Bien, maintenant vous pouvez fermer votre canard. Non, pas votre bec (je ne me permettrais pas), juste le journal !

Au XVIe s., on utilisait l’expression « bailler un canard à moitié » pour dire tromper, duper. Puis le nom canard s’est utilisé seul (v.1750) au sujet d’une « fausse nouvelle lancée par la presse ». Par extension, il a signifié « journal de peu de valeur » et enfin « journal quelconque ». Aujourd’hui, même si le terme a pris une tonalité neutre, il n’est pas très flatteur pour une publication d’être qualifiée de « canard », exception faite du Canard enchaîné qui manie la satire jusque dans son nom.

Si vous vous étiez promené dans Paris le 10 mai 1774, vous auriez lu sur un canard, alors « petit imprimé narrant l’évènement du jour », que la mort du roi Louis XV propulsait sur le trône son petit-fils Louis Auguste, devenu dauphin suite au décès de son père.

Ici, les choses se compliquent un peu. Le dauphin (le cétacé) et le dauphin (le titre) viennent tous deux du même nom latin delphinus ou dalphinus qui était aussi un prénom – équivalent du féminin Delphine (ou Dauphine) – porté dès la fin du IVe s. par un évêque de Bordeaux.

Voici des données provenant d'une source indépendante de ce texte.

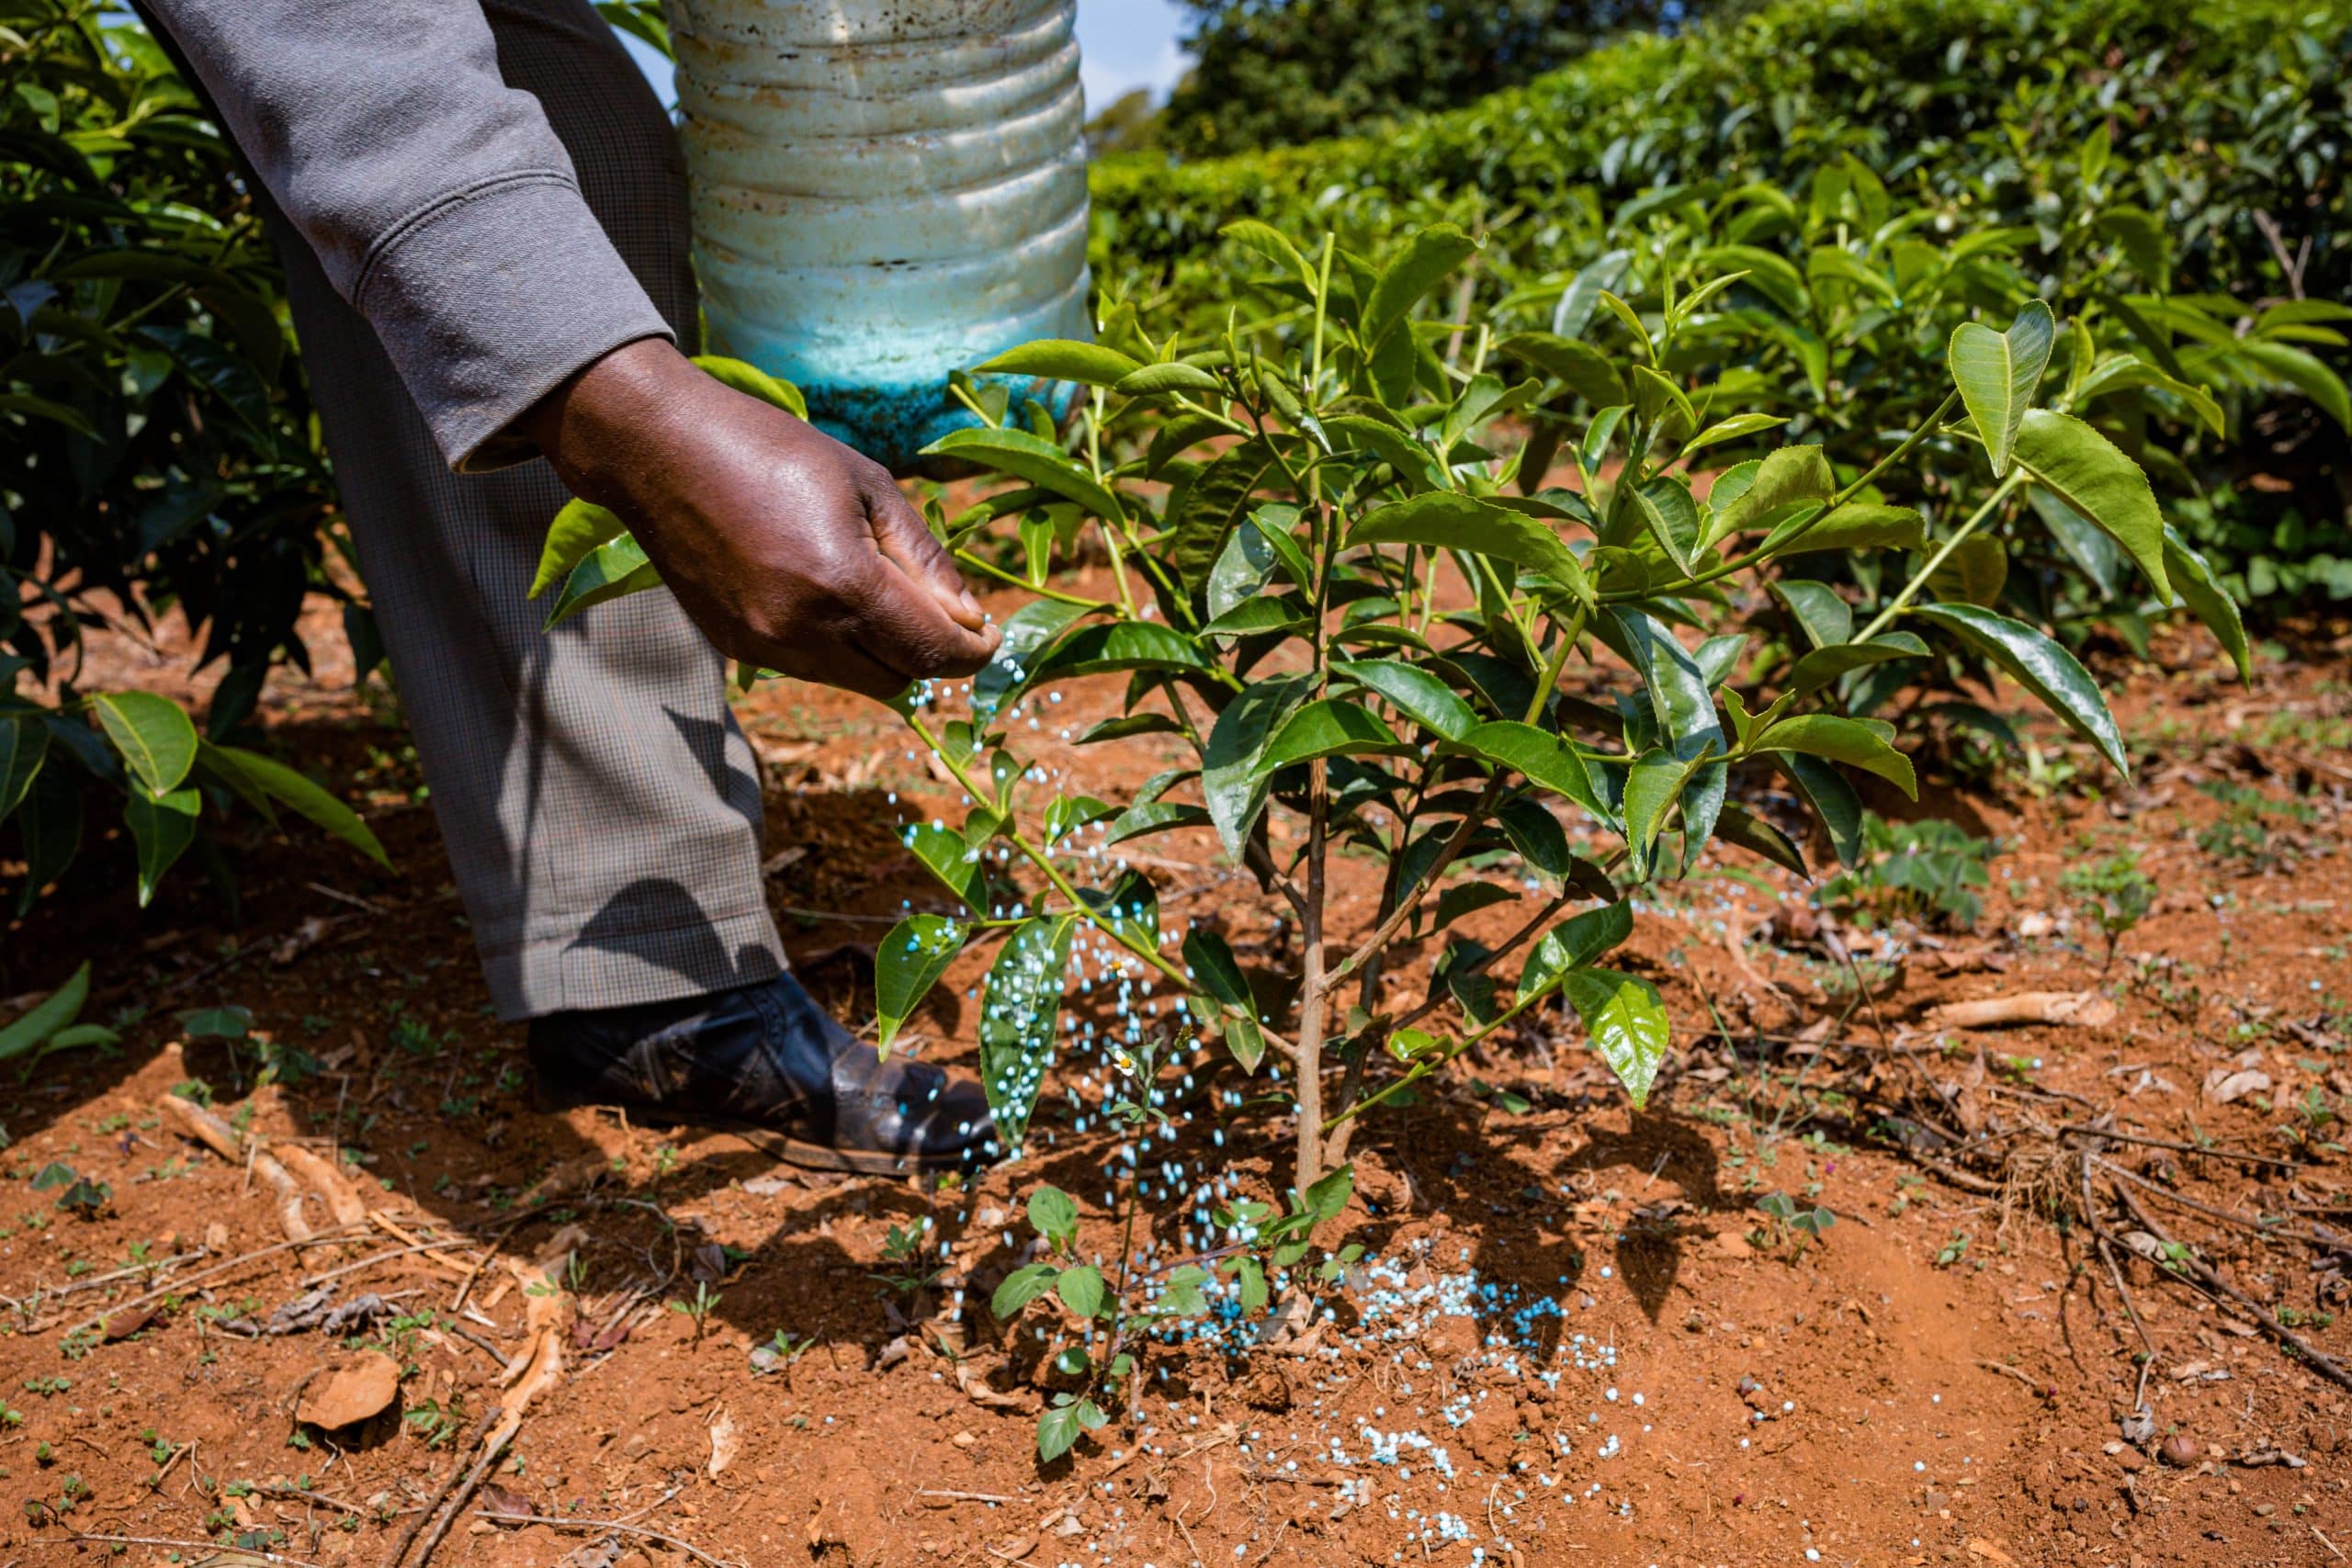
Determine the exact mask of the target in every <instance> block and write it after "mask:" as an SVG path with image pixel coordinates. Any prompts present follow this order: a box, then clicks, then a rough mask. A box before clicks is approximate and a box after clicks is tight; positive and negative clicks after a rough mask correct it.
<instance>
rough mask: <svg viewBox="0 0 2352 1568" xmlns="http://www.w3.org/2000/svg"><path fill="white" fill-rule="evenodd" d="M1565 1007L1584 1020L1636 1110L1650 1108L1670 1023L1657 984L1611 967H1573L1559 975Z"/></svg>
mask: <svg viewBox="0 0 2352 1568" xmlns="http://www.w3.org/2000/svg"><path fill="white" fill-rule="evenodd" d="M1562 990H1564V992H1566V997H1569V1006H1573V1009H1576V1016H1578V1018H1583V1020H1585V1037H1588V1039H1590V1041H1592V1048H1595V1051H1599V1056H1602V1060H1604V1063H1609V1070H1611V1072H1613V1074H1616V1077H1618V1084H1623V1086H1625V1093H1628V1095H1630V1098H1632V1107H1635V1110H1644V1107H1649V1086H1651V1084H1656V1081H1658V1063H1663V1060H1665V1048H1668V1044H1670V1025H1668V1018H1665V1001H1663V999H1661V997H1658V987H1656V985H1651V983H1649V980H1639V978H1635V976H1621V973H1616V971H1609V969H1571V971H1569V973H1566V978H1564V980H1562Z"/></svg>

Mais c’est au sud-est que tout commença. Au XIIe s., le comte Guigues IV d’Albon l’utilisa comme surnom (Guigo Delphinus) et le transmit à sa descendance comme patronyme. Pendant deux siècles, les comtes d’Albon s’employèrent à réunir au sein d’une même province toutes les seigneuries voisines. Ils prirent alors le titre de « Dauphin du Viennois », et le compté d’Albon devint le « Dauphiné » avec pour armes trois dauphins.

En 1349, le dernier seigneur du Dauphiné, Humbert II, criblé de dettes, fut contraint de céder sa province à la Couronne de France, à condition que le fils aîné du roi soit nommé « dauphin ». Ce qui fut le cas à partir de Philippe de Valois.

Quant à la dauphine (la femme du dauphin), il lui arriva de porter, quelques siècles plus tard, une mouche sur le visage. Semblable par sa couleur et par sa forme, le diptère a donné son nom à ce petit morceau de taffetas noir que les femmes collaient sur leur peau pour en faire ressortir la blancheur.

Mais c’est à sa qualité de petit insecte volant, pouvant se faire discret et souvent insaisissable, que l’on doit le sens figuré d’espion.[3]

Au XVIe s., après ajout d’un suffixe péjoratif, mouche devint mouchard en argot, pour désigner un délateur et plus particulièrement un espion de police. Ce sens s’amplifia au XIXe s., par l’usage du féminin moucharde pour « police ».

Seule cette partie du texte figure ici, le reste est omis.